My professor asked me to work on two aspects. One was to make sure that brands were aware of what my company was offering them - to try and answer the question uppermost in most buyers’ minds (what is in it for me). And the other was to build trust. This meant that I had to build rapport and assure the brands that I had their best interests at heart.

“Clients would invest their time and money in you only if they believed in you” I remember him saying.

This implied, it made better sense to sell my story, build good equations with the brand reps & belief would eventually follow. But trust is not built overnight. It is a gradual process and falling prey to the pressure (from colleagues and managers) is usually counterproductive.

One way to tackle this internal pressure, he advised, was to have candid conversations with managers on how it takes time to build trusted relationships from which all good things flow.

Building trust is a process and cannot be rushed. My professor used the analogy of how smart parents take their babies to their paediatrician for a few visits when no (painful) vaccine shots are administered. The objective is for the babies to get comfortable with a stranger. Thus, when the vaccine shot (and the necessary pain) is administered, it does not cause chaos.

Similarly, the interactions with a customer should begin in a non-threatening manner. In my case, since I was almost repairing a relationship, his advice was that I should start off by simply conversing with them. Perhaps by seeking feedback about my platform to begin with. Then transition to their business objectives and how we could help them. Trying to pitch something to customers all the time makes them defensive, a mindset hardly conducive for sales.

Thus, communications, especially when building relationships, should focus on general matters at first, more so on positive conversations and wait for that one opportune moment to make the sales pitch.

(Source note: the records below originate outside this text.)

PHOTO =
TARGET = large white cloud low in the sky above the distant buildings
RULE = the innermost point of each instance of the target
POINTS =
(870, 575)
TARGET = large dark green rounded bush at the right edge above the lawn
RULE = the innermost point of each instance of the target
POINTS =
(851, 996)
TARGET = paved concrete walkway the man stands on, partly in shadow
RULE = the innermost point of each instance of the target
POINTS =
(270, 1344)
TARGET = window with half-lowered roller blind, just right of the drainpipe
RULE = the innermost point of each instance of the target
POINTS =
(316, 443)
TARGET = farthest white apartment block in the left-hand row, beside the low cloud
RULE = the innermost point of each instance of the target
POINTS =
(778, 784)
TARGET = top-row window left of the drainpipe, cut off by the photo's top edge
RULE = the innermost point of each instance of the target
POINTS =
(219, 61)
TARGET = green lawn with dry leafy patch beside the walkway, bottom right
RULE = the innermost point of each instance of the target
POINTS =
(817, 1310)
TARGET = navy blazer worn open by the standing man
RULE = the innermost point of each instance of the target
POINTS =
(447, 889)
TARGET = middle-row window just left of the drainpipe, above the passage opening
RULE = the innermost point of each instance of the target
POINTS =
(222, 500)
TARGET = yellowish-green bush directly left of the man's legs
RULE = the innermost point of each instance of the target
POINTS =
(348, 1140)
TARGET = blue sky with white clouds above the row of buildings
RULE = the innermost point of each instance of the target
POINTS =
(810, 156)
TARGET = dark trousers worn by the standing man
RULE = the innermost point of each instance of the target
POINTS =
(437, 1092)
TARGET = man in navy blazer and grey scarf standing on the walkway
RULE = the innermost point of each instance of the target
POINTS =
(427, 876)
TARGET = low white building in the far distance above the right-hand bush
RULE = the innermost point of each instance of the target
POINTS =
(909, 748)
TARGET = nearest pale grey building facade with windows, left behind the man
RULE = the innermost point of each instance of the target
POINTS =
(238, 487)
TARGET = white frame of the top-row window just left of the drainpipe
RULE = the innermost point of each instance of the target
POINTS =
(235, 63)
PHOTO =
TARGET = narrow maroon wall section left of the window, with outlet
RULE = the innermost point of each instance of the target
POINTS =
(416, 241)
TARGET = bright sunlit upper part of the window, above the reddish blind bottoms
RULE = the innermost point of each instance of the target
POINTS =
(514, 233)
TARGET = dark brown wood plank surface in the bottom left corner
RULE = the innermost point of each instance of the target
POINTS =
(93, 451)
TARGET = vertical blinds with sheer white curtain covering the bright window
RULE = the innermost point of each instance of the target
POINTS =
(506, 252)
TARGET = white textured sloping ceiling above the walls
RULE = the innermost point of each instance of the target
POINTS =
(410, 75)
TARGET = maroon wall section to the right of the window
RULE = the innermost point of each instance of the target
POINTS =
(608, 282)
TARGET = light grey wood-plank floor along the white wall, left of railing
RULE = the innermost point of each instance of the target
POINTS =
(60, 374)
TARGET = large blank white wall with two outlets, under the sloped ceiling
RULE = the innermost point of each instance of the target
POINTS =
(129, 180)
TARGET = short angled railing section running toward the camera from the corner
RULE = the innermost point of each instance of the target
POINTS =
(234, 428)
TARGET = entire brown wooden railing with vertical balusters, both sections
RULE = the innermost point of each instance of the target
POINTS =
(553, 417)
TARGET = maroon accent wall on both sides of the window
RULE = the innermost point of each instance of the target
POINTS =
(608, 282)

That was when I started thinking from the brand’s shoes – ideally, it made no sense for them to avoid a Brand Manager who was managing their operations and contributing to their growth on a top shopping website. However, their behavior made me realize that I wasn’t able to instill that faith in them. Undoubtedly, I did what was required – communicating and sometimes, persuading them to align them to my firm’s goals. But, I limited myself to that; and in the process, failed to look at the bigger picture for my customer - would this really be profitable for them and not just my firm? Is this initiative scalable for them in the long run?

After some introspection, I realized I needed them to make me a part of their plans. This necessitated a shift from a “goals-focused” approach to a “brand-focused” approach.

I knew this couldn’t be done overnight, more so because the virtual environment had limited the in-person opportunities which could have helped create a better impact. But I had to make a beginning and my first challenge was getting them to answer my calls. I started off by sending them a note for an ad hoc meeting request in which I cited the agenda as “A casual chat on brand’s current standing”, instead of my typical subject line that would read “Quick discussion on advertising revenues”.

My first win was the brand immediately confirming their availability for the discussion. The next few meetings were spent discussing the vision of their firm rather than their immediate deliverables. We discussed what they had been looking to achieve from their retail business. After a few of these meetings, I came to the conclusion that I hadn’t really understood their priorities and why they were rejecting my calls. We worked out a common charter on how we could better collaborate for the brand’s effective association with our firm – this time in a way that didn’t hamper their objectives.

This new approach proved fruitful sooner than I expected. The brand began to respond to me, reached out to me for their plans in the upcoming quarter and started taking my inputs on the same. It's been just over a month since reaching out to them with the new approach, and when they sent me an invitation for the launch of their new store, I knew I had finally broken through. I had built that all-important connection with my customer.